With the death of Hoover in 1972 and congressional disclosure of the illegal program, the Justice Department assured the public that COINTELPRO was a thing of the past and that it had implemented ironclad control over FBI activities. It didnt. During the 1980s, the FBI waged a five-year covert spy campaign against dozens of religious and pacifist groups and leaders that opposed American foreign policy in Central America. In the 1990s it mounted covert campaigns against civil rights, environmental, and anti-nuclear disarmament groups, as well as against Native American and Arab-American groups. The FBI tactics used against those groups were an exact repeat of the tactics that the 1970s guidelines had supposedly banned.

Attorney General John Ashcroft says that the FBI will not use its restored powers to wage war on law-abiding groups, or maintain illicit files and dossiers on prominent citizens.
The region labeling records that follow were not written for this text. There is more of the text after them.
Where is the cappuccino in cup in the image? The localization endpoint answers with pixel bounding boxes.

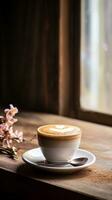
[37,124,81,163]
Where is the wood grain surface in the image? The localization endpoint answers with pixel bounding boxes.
[0,112,112,200]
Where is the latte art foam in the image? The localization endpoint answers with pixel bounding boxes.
[38,124,80,137]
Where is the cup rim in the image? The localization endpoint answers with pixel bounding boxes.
[37,123,81,139]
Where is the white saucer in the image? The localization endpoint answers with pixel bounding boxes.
[22,147,96,173]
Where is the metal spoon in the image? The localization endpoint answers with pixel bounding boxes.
[37,157,88,167]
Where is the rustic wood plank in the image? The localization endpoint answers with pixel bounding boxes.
[0,112,112,200]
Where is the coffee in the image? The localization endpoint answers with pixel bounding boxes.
[37,124,81,163]
[38,124,80,139]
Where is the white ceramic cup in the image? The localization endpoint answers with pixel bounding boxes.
[37,124,81,163]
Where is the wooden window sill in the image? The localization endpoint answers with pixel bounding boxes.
[0,113,112,200]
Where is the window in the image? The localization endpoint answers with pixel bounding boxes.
[80,0,112,114]
[70,0,112,125]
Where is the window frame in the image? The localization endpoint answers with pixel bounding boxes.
[69,0,112,126]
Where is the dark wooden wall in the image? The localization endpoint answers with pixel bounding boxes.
[0,0,59,113]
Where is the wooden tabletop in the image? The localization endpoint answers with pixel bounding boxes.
[0,112,112,200]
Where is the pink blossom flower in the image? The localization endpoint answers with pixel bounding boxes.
[0,104,23,152]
But FBI officials said the same thing during the 1960s. Then, as now, those in the press and the few liberal Democrats who occasionally questioned FBI abuses had to accept the denials. No government agency in those days would dare attempt to compel the FBI to prove it didnt illegally spy. In the current climate of political fear, it remains to be seen if congressional agencies will be any more diligent in their oversight of the FBI. Bush says that scrapping the old ban on FBI spying will give the FBI tools to defeat terrorism. But if the past is any indication, the "enemies of the state" will be just about anyone and everyone the FBI agents finger. In this post-Sept. 11 climate of fear and political timidity, who will dispute them?

Earl Ofari Hutchinson

Earl Ofari Hutchinson is a contributor to Pacific News Service and the author of "The Crisis in Black and Black."